Al día siguiente dimos muerte a numerosos francos, en efecto, y luego descansamos en una plaza fuerte de Ban situada en la cima de un monte; con las heridas vendadas y habiendo afilado de nuevo las abolladas espadas, regresamos al bosque. Sin embargo, semana a semana, mes a mes, la lucha iba replegándose hacia Ynys Trebes. El rey Ban pidió auxilio a su vecino, Budic de Brocelianda, pero Budic estaba fortificando sus propias fronteras y renunció a malgastar hombres en una causa perdida. Ban llamó a Arturo de nuevo y éste le envió una nave con un puñado de hombres, mas él no acudió. La guerra contra los sajones se lo impedía. A veces teníamos noticias de Britania, aunque solían ser escasas e imprecisas; supimos que nuevas hordas de sajones intentaban colonizar la tierra media y ofrecían gran resistencia en las fronteras de Dumnonia. Gorfyddyd, una gran amenaza cuando salí de Britania, no había hecho ningún movimiento últimamente debido a una peste terrible que asolaba su país. Los viajeros decían que hasta el mismo Gorfyddyd había caído enfermo y que seguramente no llegaría a final del año. La misma enfermedad que afligía a Gorfyddyd había terminado con la vida del prometido de Ceinwyn, un tal príncipe Rheged. Ignoraba incluso que la princesa se hubiera prometido de nuevo y confieso que sentí una alegría egoísta por la muerte del príncipe Rheged, pues así no se casaría con la estrella de Powys. De Ginebra, Nimue y Merlín, nada llegué a saber.

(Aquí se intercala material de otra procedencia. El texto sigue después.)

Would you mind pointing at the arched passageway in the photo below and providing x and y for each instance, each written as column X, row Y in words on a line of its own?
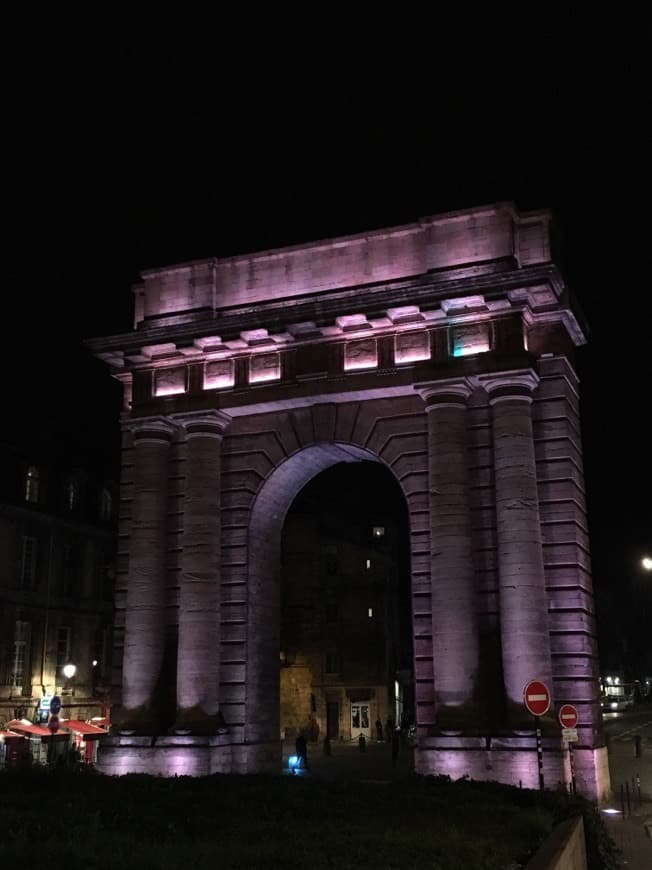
column 346, row 666
column 442, row 349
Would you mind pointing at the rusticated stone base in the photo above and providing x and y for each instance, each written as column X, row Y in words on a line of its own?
column 510, row 760
column 513, row 760
column 185, row 755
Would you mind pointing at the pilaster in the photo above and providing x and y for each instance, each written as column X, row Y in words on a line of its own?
column 523, row 605
column 198, row 652
column 145, row 605
column 454, row 622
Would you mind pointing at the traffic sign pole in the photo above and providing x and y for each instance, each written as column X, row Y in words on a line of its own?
column 537, row 725
column 568, row 719
column 536, row 697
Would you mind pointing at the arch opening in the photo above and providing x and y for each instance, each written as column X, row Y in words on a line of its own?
column 330, row 617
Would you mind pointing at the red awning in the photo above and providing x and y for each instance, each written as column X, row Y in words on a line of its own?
column 24, row 727
column 90, row 732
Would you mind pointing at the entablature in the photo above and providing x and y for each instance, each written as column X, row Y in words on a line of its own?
column 408, row 305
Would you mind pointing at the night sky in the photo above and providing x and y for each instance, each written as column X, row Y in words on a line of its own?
column 138, row 142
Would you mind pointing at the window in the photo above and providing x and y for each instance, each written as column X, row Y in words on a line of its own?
column 28, row 562
column 106, row 505
column 63, row 648
column 332, row 662
column 72, row 494
column 20, row 658
column 332, row 611
column 68, row 576
column 32, row 484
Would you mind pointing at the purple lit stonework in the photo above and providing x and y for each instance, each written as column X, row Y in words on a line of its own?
column 442, row 349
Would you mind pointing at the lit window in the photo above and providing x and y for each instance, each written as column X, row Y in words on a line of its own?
column 32, row 484
column 470, row 339
column 28, row 562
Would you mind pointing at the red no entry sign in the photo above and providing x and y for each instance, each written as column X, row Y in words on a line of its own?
column 537, row 697
column 568, row 717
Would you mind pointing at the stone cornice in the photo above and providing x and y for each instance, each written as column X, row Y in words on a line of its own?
column 150, row 429
column 210, row 423
column 445, row 393
column 424, row 301
column 510, row 385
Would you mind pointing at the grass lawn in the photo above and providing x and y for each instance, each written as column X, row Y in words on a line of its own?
column 92, row 821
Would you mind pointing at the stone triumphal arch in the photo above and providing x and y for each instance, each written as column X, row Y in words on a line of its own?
column 442, row 349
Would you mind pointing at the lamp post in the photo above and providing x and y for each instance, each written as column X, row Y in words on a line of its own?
column 69, row 672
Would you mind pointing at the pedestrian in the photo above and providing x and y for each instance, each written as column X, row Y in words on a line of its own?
column 395, row 747
column 302, row 752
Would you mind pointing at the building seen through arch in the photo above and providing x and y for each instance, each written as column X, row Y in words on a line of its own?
column 442, row 350
column 346, row 640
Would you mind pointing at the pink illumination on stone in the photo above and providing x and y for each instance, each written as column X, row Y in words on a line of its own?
column 361, row 354
column 411, row 347
column 219, row 374
column 170, row 382
column 264, row 367
column 467, row 340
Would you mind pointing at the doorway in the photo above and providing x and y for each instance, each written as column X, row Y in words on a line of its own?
column 360, row 722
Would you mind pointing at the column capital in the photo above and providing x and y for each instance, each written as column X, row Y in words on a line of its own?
column 205, row 423
column 502, row 386
column 452, row 392
column 159, row 429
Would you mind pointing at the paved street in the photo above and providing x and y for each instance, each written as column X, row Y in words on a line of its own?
column 633, row 830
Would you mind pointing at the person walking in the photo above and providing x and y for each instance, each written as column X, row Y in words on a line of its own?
column 301, row 747
column 396, row 743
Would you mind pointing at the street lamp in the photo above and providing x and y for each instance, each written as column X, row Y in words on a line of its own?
column 69, row 672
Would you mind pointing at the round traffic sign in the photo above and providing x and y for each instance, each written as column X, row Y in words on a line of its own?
column 536, row 697
column 568, row 717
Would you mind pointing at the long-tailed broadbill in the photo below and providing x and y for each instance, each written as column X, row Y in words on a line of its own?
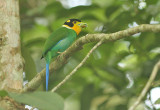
column 60, row 40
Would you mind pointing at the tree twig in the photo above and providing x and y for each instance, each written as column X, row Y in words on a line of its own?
column 147, row 86
column 36, row 81
column 77, row 67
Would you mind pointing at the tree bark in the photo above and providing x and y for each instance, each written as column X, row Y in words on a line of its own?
column 11, row 62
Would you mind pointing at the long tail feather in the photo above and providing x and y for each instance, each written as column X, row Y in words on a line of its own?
column 47, row 75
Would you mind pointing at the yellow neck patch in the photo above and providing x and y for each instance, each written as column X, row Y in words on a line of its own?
column 76, row 28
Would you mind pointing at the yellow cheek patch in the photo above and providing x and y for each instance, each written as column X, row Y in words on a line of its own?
column 68, row 21
column 76, row 28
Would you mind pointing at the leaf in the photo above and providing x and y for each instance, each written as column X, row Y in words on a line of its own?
column 41, row 100
column 157, row 101
column 30, row 67
column 3, row 93
column 1, row 108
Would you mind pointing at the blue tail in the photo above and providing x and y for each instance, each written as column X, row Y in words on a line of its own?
column 47, row 75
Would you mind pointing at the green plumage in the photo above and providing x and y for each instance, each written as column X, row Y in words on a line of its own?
column 58, row 41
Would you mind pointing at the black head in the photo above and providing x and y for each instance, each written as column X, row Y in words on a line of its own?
column 70, row 22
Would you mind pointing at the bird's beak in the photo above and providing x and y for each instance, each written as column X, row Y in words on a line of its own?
column 83, row 25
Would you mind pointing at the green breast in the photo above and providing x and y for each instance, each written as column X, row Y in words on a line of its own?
column 59, row 40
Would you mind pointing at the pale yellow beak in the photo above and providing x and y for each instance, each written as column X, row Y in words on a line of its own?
column 83, row 25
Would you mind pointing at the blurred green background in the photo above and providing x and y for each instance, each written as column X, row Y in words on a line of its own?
column 116, row 72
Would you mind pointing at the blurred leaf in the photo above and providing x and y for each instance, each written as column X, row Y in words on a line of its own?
column 1, row 108
column 41, row 100
column 3, row 93
column 30, row 67
column 157, row 101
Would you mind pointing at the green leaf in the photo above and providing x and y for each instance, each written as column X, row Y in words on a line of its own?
column 40, row 100
column 157, row 101
column 3, row 93
column 1, row 108
column 30, row 67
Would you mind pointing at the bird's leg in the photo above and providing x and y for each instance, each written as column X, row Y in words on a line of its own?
column 59, row 52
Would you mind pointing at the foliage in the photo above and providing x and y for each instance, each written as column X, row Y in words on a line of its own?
column 52, row 101
column 116, row 72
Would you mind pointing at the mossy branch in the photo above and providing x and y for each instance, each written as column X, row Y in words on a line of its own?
column 61, row 59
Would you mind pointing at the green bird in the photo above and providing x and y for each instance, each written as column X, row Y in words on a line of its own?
column 60, row 40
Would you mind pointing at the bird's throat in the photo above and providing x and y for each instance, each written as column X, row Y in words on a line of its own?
column 76, row 28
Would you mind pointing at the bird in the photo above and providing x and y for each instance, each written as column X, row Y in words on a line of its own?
column 60, row 40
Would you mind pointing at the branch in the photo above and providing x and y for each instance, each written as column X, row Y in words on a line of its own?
column 60, row 61
column 147, row 86
column 77, row 67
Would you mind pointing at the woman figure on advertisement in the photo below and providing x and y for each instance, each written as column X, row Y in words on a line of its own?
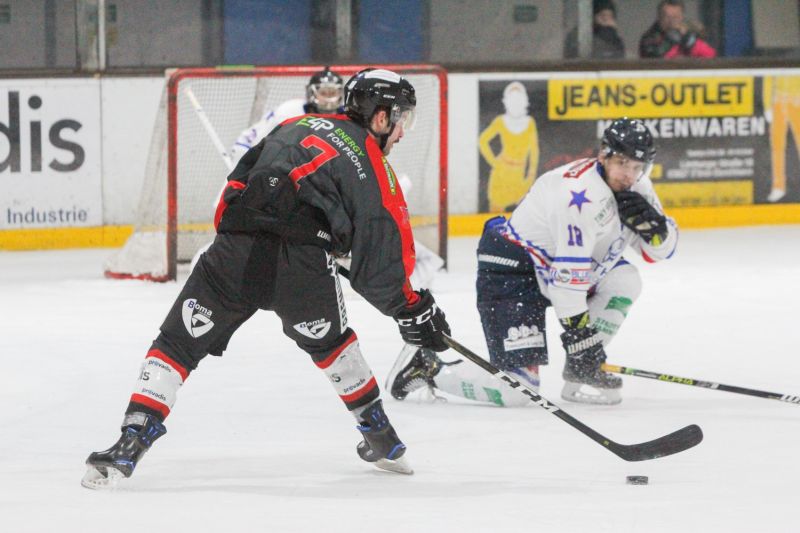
column 514, row 168
column 782, row 109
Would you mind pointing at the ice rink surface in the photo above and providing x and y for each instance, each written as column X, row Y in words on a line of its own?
column 258, row 441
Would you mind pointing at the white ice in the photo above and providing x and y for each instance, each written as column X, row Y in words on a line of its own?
column 258, row 441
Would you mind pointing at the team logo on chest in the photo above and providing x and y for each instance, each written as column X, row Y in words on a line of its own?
column 196, row 318
column 578, row 199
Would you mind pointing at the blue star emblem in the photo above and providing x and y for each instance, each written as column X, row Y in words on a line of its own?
column 578, row 199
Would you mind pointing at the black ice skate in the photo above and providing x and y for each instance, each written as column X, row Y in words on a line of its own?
column 105, row 469
column 381, row 445
column 414, row 369
column 585, row 382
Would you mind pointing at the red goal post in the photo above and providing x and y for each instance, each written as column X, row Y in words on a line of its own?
column 204, row 121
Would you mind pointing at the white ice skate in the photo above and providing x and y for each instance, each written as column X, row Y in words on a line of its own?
column 398, row 466
column 101, row 477
column 583, row 393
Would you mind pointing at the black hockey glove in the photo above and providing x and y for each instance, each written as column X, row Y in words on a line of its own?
column 583, row 345
column 423, row 323
column 637, row 214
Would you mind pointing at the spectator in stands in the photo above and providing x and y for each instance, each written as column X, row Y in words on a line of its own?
column 606, row 42
column 673, row 36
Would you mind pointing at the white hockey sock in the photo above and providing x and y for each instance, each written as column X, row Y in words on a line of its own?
column 160, row 378
column 351, row 376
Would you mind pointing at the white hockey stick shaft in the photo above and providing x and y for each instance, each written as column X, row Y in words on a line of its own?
column 212, row 133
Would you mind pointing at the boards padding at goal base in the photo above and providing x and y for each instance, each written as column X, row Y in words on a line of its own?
column 186, row 170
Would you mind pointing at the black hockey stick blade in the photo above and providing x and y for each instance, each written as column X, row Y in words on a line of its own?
column 675, row 442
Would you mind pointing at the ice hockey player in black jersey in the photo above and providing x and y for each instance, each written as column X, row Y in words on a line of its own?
column 317, row 187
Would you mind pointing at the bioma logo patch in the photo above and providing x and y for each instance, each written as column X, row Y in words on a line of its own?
column 196, row 318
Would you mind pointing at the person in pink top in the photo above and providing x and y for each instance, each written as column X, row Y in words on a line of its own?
column 671, row 35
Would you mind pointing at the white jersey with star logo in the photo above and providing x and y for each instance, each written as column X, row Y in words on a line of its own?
column 568, row 223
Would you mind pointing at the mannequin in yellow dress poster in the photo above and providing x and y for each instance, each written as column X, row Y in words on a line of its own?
column 514, row 167
column 782, row 109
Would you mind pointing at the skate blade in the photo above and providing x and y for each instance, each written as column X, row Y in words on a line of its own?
column 582, row 393
column 398, row 466
column 102, row 478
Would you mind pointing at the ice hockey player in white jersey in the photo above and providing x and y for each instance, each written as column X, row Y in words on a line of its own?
column 562, row 247
column 324, row 94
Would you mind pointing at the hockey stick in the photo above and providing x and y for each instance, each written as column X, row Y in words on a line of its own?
column 628, row 371
column 675, row 442
column 212, row 133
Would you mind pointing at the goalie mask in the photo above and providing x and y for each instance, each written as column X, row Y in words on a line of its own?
column 630, row 139
column 325, row 91
column 373, row 89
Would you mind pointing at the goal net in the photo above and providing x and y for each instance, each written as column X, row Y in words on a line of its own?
column 204, row 110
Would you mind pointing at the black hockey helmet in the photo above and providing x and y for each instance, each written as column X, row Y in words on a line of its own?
column 325, row 91
column 629, row 138
column 372, row 89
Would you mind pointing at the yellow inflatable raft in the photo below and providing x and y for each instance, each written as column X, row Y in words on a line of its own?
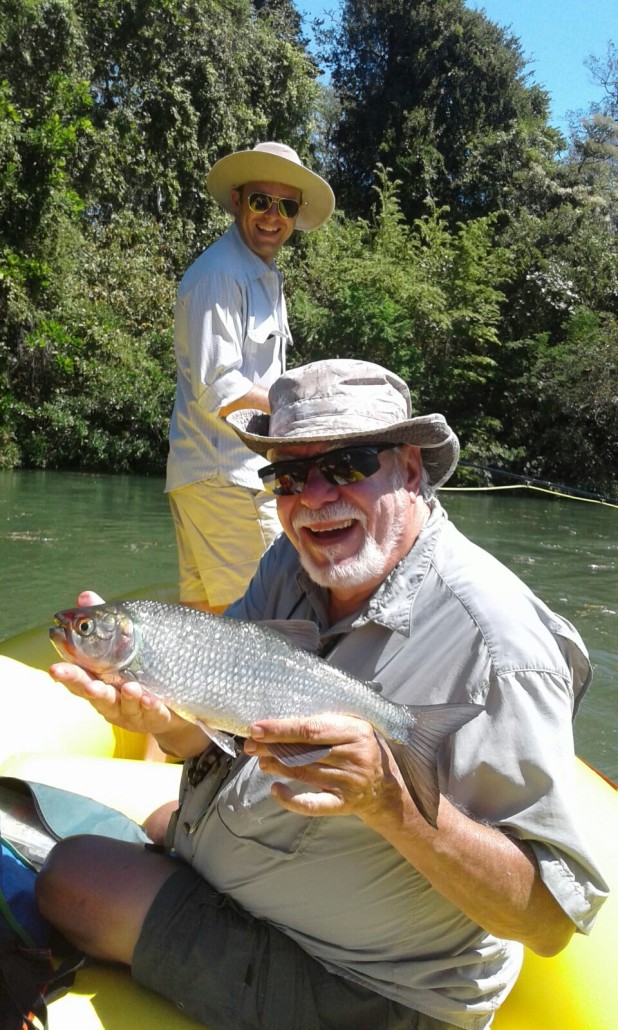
column 47, row 735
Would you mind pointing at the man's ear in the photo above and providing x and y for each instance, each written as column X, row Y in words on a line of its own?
column 412, row 467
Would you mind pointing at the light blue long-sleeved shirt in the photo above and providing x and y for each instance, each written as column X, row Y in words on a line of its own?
column 231, row 333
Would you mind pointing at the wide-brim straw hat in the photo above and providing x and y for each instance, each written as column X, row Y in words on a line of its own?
column 273, row 163
column 343, row 402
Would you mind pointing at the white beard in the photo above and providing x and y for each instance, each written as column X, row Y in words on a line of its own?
column 374, row 559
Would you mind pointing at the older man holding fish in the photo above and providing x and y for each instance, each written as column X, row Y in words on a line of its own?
column 321, row 894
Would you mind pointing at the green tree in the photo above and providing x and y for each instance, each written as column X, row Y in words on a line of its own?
column 438, row 93
column 422, row 300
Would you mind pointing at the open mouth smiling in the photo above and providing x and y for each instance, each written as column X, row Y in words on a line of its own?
column 330, row 533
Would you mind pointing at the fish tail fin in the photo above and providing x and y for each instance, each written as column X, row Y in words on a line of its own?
column 417, row 758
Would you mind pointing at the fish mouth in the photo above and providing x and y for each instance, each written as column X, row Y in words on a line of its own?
column 59, row 639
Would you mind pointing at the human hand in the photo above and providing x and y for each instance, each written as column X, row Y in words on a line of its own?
column 356, row 778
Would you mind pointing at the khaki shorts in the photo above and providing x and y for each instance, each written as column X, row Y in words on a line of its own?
column 221, row 533
column 232, row 971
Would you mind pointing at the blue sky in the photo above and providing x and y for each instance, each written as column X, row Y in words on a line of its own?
column 557, row 36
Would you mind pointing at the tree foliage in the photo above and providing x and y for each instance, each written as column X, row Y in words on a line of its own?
column 438, row 93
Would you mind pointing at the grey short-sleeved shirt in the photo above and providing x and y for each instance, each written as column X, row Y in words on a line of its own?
column 450, row 623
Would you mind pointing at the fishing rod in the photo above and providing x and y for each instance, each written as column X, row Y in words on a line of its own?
column 528, row 482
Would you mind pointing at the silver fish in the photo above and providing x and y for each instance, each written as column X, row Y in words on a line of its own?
column 226, row 674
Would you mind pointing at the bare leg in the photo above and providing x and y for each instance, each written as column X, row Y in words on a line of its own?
column 97, row 891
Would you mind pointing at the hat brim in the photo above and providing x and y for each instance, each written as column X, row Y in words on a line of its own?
column 438, row 443
column 255, row 166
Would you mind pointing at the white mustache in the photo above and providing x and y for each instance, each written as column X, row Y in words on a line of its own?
column 339, row 511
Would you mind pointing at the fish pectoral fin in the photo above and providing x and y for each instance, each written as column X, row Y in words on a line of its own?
column 301, row 632
column 419, row 774
column 224, row 741
column 299, row 754
column 417, row 760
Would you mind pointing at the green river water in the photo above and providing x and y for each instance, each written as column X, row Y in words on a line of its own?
column 61, row 533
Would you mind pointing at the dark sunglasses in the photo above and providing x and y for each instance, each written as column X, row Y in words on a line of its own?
column 260, row 203
column 342, row 468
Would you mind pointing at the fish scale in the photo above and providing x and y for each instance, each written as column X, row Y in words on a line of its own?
column 227, row 674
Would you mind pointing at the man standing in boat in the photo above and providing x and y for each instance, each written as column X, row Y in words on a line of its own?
column 231, row 335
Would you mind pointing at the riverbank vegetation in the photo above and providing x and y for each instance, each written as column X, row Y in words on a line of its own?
column 473, row 250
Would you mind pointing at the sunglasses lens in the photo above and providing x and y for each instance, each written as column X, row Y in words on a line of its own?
column 260, row 203
column 340, row 468
column 351, row 467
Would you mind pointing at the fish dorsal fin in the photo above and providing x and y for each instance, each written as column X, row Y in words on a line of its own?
column 302, row 632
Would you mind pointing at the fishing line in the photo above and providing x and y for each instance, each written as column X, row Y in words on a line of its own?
column 528, row 483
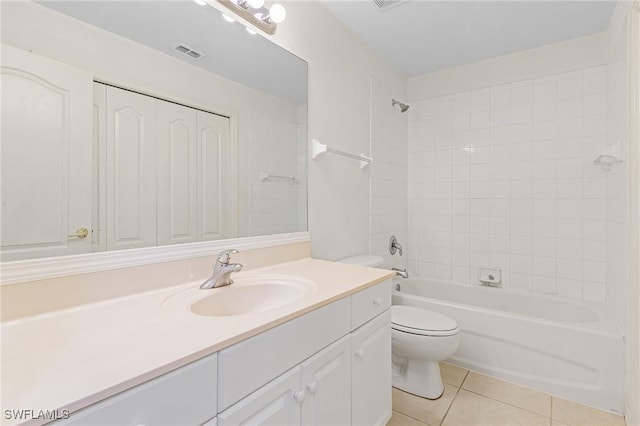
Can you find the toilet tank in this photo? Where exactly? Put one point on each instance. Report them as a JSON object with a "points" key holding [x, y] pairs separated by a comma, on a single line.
{"points": [[364, 260]]}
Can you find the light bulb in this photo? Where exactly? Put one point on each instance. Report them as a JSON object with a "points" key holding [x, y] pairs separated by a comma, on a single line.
{"points": [[256, 4], [277, 13]]}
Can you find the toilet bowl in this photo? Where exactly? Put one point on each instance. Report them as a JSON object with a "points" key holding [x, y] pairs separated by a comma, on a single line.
{"points": [[419, 340]]}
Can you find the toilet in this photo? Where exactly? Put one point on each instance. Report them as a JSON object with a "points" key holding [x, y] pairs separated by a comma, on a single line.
{"points": [[420, 339]]}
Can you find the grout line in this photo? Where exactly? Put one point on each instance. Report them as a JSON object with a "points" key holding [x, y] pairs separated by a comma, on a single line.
{"points": [[509, 404], [411, 417], [454, 398]]}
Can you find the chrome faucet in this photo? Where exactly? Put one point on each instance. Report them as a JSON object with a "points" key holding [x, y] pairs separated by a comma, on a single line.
{"points": [[401, 272], [222, 271], [394, 245]]}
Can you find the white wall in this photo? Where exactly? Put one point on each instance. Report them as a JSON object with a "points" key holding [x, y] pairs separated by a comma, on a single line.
{"points": [[340, 67], [617, 179], [502, 175]]}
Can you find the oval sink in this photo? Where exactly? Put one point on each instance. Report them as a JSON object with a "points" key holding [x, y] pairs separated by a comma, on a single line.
{"points": [[247, 295]]}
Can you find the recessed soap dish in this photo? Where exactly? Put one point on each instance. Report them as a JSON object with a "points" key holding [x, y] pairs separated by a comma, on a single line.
{"points": [[490, 275]]}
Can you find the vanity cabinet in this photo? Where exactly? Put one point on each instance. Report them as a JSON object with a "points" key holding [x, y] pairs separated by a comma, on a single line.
{"points": [[186, 396], [316, 369], [347, 382], [370, 377], [46, 124]]}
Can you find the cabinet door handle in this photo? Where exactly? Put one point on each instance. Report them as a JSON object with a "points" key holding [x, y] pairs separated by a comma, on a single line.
{"points": [[299, 396]]}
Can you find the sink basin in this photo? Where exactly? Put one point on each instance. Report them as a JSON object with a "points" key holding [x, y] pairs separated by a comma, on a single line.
{"points": [[247, 295]]}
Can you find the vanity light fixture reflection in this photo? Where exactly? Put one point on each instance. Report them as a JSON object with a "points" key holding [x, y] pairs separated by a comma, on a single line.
{"points": [[254, 11]]}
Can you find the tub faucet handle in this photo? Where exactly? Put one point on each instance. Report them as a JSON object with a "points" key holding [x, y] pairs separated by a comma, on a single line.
{"points": [[394, 245]]}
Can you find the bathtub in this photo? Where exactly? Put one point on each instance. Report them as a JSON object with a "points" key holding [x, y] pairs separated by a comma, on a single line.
{"points": [[567, 348]]}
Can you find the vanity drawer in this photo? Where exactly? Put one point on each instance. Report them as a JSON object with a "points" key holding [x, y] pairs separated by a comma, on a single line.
{"points": [[369, 303], [252, 363], [186, 396]]}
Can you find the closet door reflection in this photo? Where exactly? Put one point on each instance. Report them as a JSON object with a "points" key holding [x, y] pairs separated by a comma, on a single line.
{"points": [[131, 170], [46, 160], [169, 171], [217, 184]]}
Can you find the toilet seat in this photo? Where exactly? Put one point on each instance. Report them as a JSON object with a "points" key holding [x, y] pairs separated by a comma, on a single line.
{"points": [[422, 322]]}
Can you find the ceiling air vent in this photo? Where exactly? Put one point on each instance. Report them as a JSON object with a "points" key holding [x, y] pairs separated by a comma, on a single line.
{"points": [[387, 4], [188, 51]]}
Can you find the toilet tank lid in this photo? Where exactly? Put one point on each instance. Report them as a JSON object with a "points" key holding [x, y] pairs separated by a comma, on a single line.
{"points": [[416, 320], [363, 260]]}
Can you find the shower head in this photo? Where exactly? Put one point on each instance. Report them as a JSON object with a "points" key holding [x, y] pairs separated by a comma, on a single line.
{"points": [[403, 107]]}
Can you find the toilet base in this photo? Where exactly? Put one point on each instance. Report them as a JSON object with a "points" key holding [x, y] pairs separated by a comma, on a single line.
{"points": [[420, 378]]}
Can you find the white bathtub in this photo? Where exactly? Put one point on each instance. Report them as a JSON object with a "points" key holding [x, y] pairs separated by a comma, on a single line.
{"points": [[567, 348]]}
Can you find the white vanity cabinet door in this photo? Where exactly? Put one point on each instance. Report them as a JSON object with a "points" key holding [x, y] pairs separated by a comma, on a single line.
{"points": [[277, 403], [370, 302], [252, 363], [326, 381], [371, 372], [186, 396]]}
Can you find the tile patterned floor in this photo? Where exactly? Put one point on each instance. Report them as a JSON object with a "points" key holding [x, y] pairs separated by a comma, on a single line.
{"points": [[473, 399]]}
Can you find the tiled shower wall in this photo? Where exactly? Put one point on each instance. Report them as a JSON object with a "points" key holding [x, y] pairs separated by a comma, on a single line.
{"points": [[504, 176], [388, 176]]}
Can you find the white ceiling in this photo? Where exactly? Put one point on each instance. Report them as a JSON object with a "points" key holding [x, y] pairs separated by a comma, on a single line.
{"points": [[420, 36], [228, 49]]}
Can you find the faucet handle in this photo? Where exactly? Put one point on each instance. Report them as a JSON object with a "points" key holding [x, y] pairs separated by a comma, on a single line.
{"points": [[225, 255]]}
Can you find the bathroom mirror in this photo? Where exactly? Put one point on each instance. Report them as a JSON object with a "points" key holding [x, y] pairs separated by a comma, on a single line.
{"points": [[251, 183]]}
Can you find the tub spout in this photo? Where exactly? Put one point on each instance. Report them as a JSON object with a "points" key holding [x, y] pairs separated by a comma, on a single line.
{"points": [[401, 272]]}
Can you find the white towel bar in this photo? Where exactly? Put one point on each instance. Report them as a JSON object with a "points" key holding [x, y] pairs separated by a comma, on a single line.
{"points": [[319, 148]]}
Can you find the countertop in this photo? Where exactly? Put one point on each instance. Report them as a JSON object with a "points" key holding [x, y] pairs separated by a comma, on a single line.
{"points": [[72, 358]]}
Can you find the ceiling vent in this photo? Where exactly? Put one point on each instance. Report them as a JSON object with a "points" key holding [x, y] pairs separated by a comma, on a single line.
{"points": [[387, 4], [188, 51]]}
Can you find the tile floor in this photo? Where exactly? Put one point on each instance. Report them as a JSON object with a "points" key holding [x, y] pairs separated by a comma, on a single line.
{"points": [[473, 399]]}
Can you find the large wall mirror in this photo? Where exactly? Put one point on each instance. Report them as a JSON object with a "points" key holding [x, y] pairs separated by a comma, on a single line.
{"points": [[130, 124]]}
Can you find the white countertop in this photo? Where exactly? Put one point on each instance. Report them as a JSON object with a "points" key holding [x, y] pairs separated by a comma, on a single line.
{"points": [[72, 358]]}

El reino de Ban se desmoronaba. El último año faltaron brazos para recoger la cosecha, y al llegar el invierno hubimos de refugiarnos en una fortaleza en el extremo sur del reino, sobreviviendo de carne de venado, raíces, bayas y aves silvestres. De vez en cuando hacíamos una incursión en territorio franco, pero éramos como avispas empecinadas en matar a un toro a picotazos, pues los francos se multiplicaban por doquier. Sus hachas levantaban ecos en los bosques durante el invierno, a medida que limpiaban terrenos para levantar casas de labor y nuevas empalizadas de troncos limpiamente cortados que brillaban al pálido sol invernal.

A principios de la primavera hubimos de retirarnos ante un ejército de guerreros francos. Llegaron tocando tambores bajo enseñas hechas de cuernos de toro ensartadas en mástiles. Vi una línea de combate de más de doscientos hombres y comprendí que nuestros cincuenta supervivientes no podrían romperla jamás, de modo que, flanqueados por Galahad y Culhwch, nos batimos en retirada. Los francos se burlaron con ganas y nos persiguieron lanzándonos una lluvia de jabalinas.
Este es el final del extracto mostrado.